Home Forums Software Development ActivationFocusChanged Reply To: ActivationFocusChanged

#1430
Jenny [Tobii]
Participant

Hi Saad,

Yes, it is possible. There is an attached property Behavior.ActivationFocus which holds the current value of the activation focus:
– None (if the element does not have any activation focus)
– HasActivationFocus (the user’s eye-gaze is on the element and the user is pressing down the activation key – it would be activated if the activation key was released now)
– HasTentativeActivationFocus (the user’s eye-gaze is on the element)

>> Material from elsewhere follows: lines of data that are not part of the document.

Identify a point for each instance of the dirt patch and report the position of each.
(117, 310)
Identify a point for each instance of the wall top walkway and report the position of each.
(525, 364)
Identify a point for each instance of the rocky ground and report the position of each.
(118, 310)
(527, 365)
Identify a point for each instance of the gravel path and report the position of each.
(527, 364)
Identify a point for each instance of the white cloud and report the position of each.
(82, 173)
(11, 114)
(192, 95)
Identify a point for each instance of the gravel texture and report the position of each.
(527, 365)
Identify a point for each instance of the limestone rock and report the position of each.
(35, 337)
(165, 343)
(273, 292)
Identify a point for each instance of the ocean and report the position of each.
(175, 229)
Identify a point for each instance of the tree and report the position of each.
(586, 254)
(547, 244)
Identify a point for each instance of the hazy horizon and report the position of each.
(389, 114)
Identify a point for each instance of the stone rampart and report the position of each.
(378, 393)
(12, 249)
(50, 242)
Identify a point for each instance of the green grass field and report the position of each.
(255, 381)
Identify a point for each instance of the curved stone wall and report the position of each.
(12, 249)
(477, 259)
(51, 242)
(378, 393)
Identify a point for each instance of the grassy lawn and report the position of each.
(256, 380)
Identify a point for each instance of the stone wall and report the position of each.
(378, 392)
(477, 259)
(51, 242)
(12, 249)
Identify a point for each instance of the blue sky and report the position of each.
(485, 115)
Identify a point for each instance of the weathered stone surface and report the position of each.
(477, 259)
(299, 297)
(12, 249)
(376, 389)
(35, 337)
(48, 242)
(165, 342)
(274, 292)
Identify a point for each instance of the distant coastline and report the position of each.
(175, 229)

In the code-behind you can do the following to access the current state of the activation focus of the element:

using EyeXFramework;
using EyeXFramework.Wpf;
...

private void Button_OnEyeXActivationFocusChanged(object sender, RoutedEventArgs e)
{
	var element = e.Source as FrameworkElement;
	var activationFocus = element.GetActivationFocus();

	if (ActivationFocus.HasActivationFocus == activationFocus ||
		ActivationFocus.HasTentativeActivationFocus == activationFocus)
	{
		// the element has activation focus (the user's eye-gaze is on the element)
	}
}

At last, a little friendly side note: There is a difference between “the user is looking at the gui element” and “the user’s eye-gaze is on the gui element”. The latter is “instant”. With Tentative Focus enabled, the element receives ActivationFocusChanged events whenever the user’s eye-gaze is simply glancing over or passing the element, and not really looking at the element. Depending on what you want to do with the activation focus state, you might want to use some sort of delayed response to these events. The HasActivationFocus state tells us a little more, since if the user is pressing down the activation key it is more likely that the user is looking intentionally at the element.